L'Explication Prémisse
Cet article signifie que si vous voulez contester la validité d’une société (par exemple qu’elle n’aurait pas dû exister), d’une décision prise par ses organes après sa création, ou d’un apport fait à la société, vous devez agir dans un délai de deux ans à compter du jour où le vice entraînant la nullité s’est produit. Passé ce délai, votre action en nullité est en principe éteinte. Des règles particulières s’appliquent toutefois en cas de fusion, de scission ou de modification du capital : ces situations suivent des délais différents prévus par la loi.
Exemple concret : une assemblée générale tient, le 1er mars 2024, une résolution qui réduit les droits de certains associés sans respecter la procédure requise. Un associé qui veut faire annuler cette résolution doit saisir le juge au plus tard le 1er mars 2026 (deux ans après la date où la nullité s’est produite). S’il attend au-delà, il perd en général la possibilité d’obtenir l’annulation pour ce motif.

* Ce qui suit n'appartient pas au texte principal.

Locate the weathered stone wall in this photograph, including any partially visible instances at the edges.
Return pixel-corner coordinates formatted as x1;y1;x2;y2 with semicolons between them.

- Objet : concerne les actions en nullité de la société, des décisions sociales prises après sa constitution, et des apports.
- Délai : prescription extinctive de 2 ans pour exercer l’action en nullité.
- Point de départ : le délai court à compter du jour où la nullité est encourue (généralement la date de l’acte ou de la décision contestée).
- Exceptions : les fusions, scissions et modifications du capital obéissent à des règles et délais particuliers différents de ce texte.
- Effet : si l’action n’est pas intentée dans le délai, le droit d’obtenir la nullité s’éteint en principe.
- Conseil pratique : en cas de doute sur la date exacte du point de départ ou sur l’application d’un délai particulier, il est important de consulter rapidement un avocat car des circonstances peuvent interrompre ou modifier la prescription.